While as a girl I saw a visit as a Saturday morning treat, I speedily abandoned it when the shiny new Metro opened (in 1980!), which made getting from Felling where I lived to the centre of Newcastle a fast and easy doddle. Since everyone else had pretty much the same idea, the high street went into rapid decline, and has only recently seen a bit of a renaissance, as money has been ploughed into regeneration on the Gateshead side of the Quayside and the ‘NewcastleGateshead’ brand is being ruthlessly marketed.

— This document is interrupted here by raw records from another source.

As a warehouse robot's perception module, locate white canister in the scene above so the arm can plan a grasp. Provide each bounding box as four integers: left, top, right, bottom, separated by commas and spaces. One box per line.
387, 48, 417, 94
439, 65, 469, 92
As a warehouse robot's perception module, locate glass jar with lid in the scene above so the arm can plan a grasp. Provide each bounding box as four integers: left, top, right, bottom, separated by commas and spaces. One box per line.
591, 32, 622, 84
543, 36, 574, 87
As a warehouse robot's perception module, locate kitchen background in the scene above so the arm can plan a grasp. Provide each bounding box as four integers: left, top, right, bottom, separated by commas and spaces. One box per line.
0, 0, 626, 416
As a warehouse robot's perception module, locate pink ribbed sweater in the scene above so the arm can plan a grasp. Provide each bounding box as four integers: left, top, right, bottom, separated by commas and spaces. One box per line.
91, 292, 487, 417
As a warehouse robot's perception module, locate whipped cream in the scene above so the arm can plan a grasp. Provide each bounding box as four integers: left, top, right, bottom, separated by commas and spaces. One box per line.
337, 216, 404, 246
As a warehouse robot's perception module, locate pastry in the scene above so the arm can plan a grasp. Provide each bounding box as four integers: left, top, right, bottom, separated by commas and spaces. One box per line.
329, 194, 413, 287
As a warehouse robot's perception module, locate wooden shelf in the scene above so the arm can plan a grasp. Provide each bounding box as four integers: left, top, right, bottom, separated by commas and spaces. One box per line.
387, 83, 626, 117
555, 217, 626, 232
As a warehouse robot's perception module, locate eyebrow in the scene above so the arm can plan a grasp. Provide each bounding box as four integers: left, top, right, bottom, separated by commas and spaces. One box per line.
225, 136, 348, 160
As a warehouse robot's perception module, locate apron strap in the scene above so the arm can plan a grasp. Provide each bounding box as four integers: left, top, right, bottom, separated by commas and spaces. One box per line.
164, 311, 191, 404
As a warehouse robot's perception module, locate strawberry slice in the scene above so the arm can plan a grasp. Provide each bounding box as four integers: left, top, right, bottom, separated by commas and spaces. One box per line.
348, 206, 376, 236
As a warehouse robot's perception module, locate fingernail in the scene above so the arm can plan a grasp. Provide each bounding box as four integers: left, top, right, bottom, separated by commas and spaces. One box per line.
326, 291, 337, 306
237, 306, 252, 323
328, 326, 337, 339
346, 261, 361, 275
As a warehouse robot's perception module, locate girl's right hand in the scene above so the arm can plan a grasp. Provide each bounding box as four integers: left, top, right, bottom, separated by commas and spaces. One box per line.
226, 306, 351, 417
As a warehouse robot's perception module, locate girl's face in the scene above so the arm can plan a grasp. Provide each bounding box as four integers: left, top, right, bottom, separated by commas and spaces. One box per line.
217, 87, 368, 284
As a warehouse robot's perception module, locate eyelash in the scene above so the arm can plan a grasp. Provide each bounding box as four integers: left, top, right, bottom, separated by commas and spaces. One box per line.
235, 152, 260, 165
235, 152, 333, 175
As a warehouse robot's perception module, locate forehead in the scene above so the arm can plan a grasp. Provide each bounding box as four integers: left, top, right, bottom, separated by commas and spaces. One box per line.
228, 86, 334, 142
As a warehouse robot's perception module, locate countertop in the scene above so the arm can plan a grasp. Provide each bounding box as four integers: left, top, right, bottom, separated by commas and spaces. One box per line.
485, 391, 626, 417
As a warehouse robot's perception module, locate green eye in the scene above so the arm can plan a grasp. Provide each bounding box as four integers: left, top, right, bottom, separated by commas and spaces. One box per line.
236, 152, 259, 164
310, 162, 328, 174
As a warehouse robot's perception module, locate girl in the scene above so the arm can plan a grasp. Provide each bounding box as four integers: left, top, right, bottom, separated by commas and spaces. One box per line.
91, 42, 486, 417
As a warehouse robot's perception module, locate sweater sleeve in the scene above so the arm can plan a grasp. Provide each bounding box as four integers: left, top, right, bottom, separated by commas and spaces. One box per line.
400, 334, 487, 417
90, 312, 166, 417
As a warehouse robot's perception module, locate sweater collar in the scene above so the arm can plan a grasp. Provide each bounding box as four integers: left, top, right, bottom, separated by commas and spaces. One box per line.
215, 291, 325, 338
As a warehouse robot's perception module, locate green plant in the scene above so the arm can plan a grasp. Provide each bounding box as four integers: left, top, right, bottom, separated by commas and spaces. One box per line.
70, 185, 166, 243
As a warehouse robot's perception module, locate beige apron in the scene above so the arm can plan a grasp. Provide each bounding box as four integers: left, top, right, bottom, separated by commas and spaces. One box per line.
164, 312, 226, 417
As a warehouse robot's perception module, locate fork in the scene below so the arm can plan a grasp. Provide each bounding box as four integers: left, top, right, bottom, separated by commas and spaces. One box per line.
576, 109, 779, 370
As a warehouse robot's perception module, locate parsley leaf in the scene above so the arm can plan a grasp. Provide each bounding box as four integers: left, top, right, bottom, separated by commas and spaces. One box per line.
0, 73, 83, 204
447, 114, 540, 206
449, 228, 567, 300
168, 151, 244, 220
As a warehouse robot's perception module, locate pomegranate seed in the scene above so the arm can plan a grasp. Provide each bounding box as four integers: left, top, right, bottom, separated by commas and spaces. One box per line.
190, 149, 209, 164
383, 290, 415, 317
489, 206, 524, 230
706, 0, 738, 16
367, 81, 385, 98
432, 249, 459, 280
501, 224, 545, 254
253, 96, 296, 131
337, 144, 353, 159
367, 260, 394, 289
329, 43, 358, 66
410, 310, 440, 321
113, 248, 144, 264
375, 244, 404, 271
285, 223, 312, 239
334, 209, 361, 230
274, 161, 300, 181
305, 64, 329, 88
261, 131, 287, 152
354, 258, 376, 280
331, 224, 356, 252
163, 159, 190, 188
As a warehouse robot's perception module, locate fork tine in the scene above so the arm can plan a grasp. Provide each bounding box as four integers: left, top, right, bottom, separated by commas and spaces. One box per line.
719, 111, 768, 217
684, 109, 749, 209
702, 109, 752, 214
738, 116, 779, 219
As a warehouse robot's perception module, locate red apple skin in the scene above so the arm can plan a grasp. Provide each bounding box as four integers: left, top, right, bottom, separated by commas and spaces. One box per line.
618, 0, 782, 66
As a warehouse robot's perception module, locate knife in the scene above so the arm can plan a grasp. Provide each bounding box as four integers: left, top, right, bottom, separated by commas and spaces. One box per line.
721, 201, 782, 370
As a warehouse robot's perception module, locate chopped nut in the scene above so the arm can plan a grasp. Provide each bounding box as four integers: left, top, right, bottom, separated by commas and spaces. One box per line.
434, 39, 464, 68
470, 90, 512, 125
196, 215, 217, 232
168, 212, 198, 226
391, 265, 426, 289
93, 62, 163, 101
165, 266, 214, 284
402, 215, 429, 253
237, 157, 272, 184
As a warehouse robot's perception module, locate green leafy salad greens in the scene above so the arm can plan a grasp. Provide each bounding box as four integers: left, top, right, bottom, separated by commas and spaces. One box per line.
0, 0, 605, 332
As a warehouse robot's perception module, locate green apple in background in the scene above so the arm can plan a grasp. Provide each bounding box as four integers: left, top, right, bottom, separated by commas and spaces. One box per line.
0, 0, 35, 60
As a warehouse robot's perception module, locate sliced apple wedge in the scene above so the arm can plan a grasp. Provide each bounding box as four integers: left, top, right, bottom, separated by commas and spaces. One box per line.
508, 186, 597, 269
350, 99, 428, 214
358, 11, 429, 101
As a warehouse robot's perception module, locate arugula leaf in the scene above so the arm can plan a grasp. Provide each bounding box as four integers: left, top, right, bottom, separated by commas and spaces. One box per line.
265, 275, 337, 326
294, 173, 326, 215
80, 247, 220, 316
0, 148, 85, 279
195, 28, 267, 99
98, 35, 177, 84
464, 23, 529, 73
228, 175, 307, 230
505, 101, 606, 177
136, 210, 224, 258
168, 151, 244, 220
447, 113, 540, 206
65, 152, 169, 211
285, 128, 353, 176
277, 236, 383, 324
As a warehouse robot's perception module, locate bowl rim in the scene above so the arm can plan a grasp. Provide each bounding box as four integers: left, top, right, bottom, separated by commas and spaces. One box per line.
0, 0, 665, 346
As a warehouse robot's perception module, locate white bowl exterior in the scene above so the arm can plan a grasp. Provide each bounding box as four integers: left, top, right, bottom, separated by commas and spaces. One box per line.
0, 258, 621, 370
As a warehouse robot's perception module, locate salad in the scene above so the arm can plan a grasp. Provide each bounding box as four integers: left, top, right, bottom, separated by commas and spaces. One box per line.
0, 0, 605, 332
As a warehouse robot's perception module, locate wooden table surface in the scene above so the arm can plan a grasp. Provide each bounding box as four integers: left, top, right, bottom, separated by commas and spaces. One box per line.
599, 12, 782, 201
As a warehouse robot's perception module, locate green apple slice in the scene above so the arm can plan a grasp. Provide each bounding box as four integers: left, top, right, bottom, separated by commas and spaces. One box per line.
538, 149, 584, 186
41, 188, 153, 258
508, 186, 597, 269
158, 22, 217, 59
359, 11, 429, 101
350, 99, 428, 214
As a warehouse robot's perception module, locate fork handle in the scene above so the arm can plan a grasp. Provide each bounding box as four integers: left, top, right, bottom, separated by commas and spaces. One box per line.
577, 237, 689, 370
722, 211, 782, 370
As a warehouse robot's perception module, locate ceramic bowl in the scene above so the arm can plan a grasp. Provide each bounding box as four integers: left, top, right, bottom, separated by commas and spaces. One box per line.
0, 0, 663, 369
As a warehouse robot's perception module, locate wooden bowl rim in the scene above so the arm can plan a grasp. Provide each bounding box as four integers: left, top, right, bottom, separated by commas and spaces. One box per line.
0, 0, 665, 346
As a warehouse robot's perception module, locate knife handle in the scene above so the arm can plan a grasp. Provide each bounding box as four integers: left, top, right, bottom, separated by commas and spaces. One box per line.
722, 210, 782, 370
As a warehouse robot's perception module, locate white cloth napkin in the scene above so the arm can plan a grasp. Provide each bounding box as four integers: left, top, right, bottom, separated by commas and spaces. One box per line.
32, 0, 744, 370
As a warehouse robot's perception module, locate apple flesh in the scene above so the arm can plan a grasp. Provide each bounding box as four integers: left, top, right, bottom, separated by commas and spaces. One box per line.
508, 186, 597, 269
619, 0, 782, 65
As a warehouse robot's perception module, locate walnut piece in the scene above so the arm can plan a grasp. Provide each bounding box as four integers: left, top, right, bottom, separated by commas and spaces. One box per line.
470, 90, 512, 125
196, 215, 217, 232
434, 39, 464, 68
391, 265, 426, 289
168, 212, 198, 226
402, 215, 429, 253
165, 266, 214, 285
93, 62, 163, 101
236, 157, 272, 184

Some of the infrastructure has changed – the iconic ‘Get Carter’ carpark now only fodder for greetings cards and posters – but the Metro Station / bus exchange brings back a flood of memories; nights spent shivering in bus stops after a trip ‘into town’. It’s already a culture shock after London, as I just saw a couple of women who misread the arrivals board in the station and misjudged the time of their next train head back to the concourse, muttering, only to be stopped by a kindly Metro worker who points out, unasked, the next train is in 2 minutes, not 20 – they were reading the time for the 4th train – an interaction I can’t imagine in London. (This is not the first time I’ve seen this mistake happen: while the gaps between Metros are long enough to make a Londoner riot – 10 minutes between trains! – I have watched several people stomp off in a huff because they’ve read the screen that shows the 3rd and 4th train rather than wait for it to go back to 1st and 2nd. Is this a Geordie thing?)
I’m looking for an estate agents, to apply for a lease, and I’m lost. My mood isn’t helped by the fact my period – which has been on and off more often than a soap opera romance since I moved (Stress? Perimenopause? At my age, it’s a coin toss) takes this moment to kick in. Suddenly it’s the elevator scene from Cabin in the Woods in my unprepared pants, so I arrive at my appointment not only sweaty and hassled from my wandering, but wiggling like a duck wearing a wet nappy (you try radiating ‘I am a trustworthy tenant’ when you are hovering your arse above the chair as you fill out your bank details because you are too scared to sit down)*.
But the ladies are lovely, and as we chat I reminisce about the high street. Ah, Shephards, says one, recalling the department store that used to dominate the street. ‘I never did figure out how they did the Christmas sleigh.’ And instantly, I am cast back into a memory so vivid but weird it is almost hallucinatory: of my mum taking me to see Santa. But not just queuing to see a fat man on a chair in a grotto – no, you got into a sleigh, which took off, and you emerged in a winter wonderland. It felt so real and so extraordinary that, honestly, I thought I had made it up, that it was some dream I had solidified into memory, and to hear someone talk wistfully of the same experience is almost jarring, like she peered into my head.
I have a feeling it won’t be the last time this happens.
*If you are thinking, blimey, that’s personal, she shouldn’t be talking about stuff like that – wow, have you come to the wrong blog.
(Unrelated photo alert: the bar in Northern Stage. C’mon, I was having a period crisis. You think I stopped to take pictures?)